The Weavers have 60 mother cows that spend their lives munching grasses and forbs that are watered by snowmelt and Rocky Mountain rain. They are pastured on land the Weavers lease, and the cows are able to live there year-round, producing calves in a healthy, low-stress environment.
“I’m proud when I see all of those cows and calves out on the pasture,” Amanda says. “I see all of our hard work — feeding hay in the winter and calving in the spring — and it’s paying off. They’re happy, they’re content, they’re healthy. Calves are eating grass and you can almost watch them grow.”
The Weavers take an intentional approach to their management of the ranch, one that prioritizes the health and welfare of the cows. The operation is Certified Humane, which means the Weavers adhere to a series of standards that include giving their cattle access to large pastures, ensuring low-pain castration and providing quality feed without added hormones, antibiotics or drugs. This certification is overseen by Humane Farm Animal Care, a nonprofit organization dedicated to improving the lives of farm animals by increasing consumer awareness.

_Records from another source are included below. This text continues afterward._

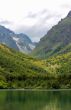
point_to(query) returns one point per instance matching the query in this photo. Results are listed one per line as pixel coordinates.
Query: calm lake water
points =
(35, 100)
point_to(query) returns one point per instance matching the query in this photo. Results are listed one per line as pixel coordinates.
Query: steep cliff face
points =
(56, 41)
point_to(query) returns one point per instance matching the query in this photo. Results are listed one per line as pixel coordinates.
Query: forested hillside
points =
(21, 71)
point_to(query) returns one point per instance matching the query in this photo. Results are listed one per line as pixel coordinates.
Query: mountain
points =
(24, 43)
(18, 70)
(6, 37)
(20, 42)
(56, 41)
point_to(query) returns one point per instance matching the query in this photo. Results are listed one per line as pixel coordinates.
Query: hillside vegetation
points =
(18, 70)
(56, 41)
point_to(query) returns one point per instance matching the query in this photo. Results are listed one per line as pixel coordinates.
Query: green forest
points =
(18, 70)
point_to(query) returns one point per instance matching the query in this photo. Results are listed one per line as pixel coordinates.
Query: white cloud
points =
(34, 17)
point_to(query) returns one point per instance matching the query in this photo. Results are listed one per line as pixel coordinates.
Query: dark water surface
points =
(35, 100)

Through the program, beef, chicken, pork, eggs and other products are guaranteed to come from animals that have not lived in cages, crates or tie stalls.
“If they’re in a low-stress environment and they’re well taken care of, they’re happier cows,” Amanda says. “It’s just taking care of your cattle.”
For CM Livestock, taking care of the herd includes feeding hay to the cows every day in the winter, providing access to water in prolonged subzero temperatures or summer’s sweltering heat, sorting and moving cows horseback and delivering whatever care is necessary — day or night — when a mother cow gives birth to a calf.
“We have to endure every day to provide and take care of them,” Amanda says, adding that Montana’s climate is largely unpredictable. “Whether it’s a blizzard, or wind chill that’s 40 below zero, you have to endure. Mother Nature, she can be a tough one because we have no control over her.”
As a profession that doesn’t follow business hours or schedules, ranching is a lifestyle that involves the entire household. Casey and Amanda are the parents of eight-year-old twin boys who already take an active role on the ranch, learning valuable lessons about responsibility along the way.
“They get to be outside, interacting with all of the animals, understanding and learning what work is all about,” Amanda says. “We try to provide an environment where they’re learning but still have fun.”
“It’s a great way to raise a family,” she adds. “Ranching is a way of life. It’s very hard work, but if you love it, there are so many benefits you reap. It’s a wonderful family life, it’s a wonderful way to provide for our kids.”
A fourth-generation ranching family, the Weavers are committed to a ranching way of life that values healthy cattle and quality beef, all made possible through hard work — and countless back scratches and forehead rubs.
“I love on the cows,” Amanda says with a laugh, adding that the animals’ friendliness is one indicator of their success. Amanda watches her cows, and she knows they are content.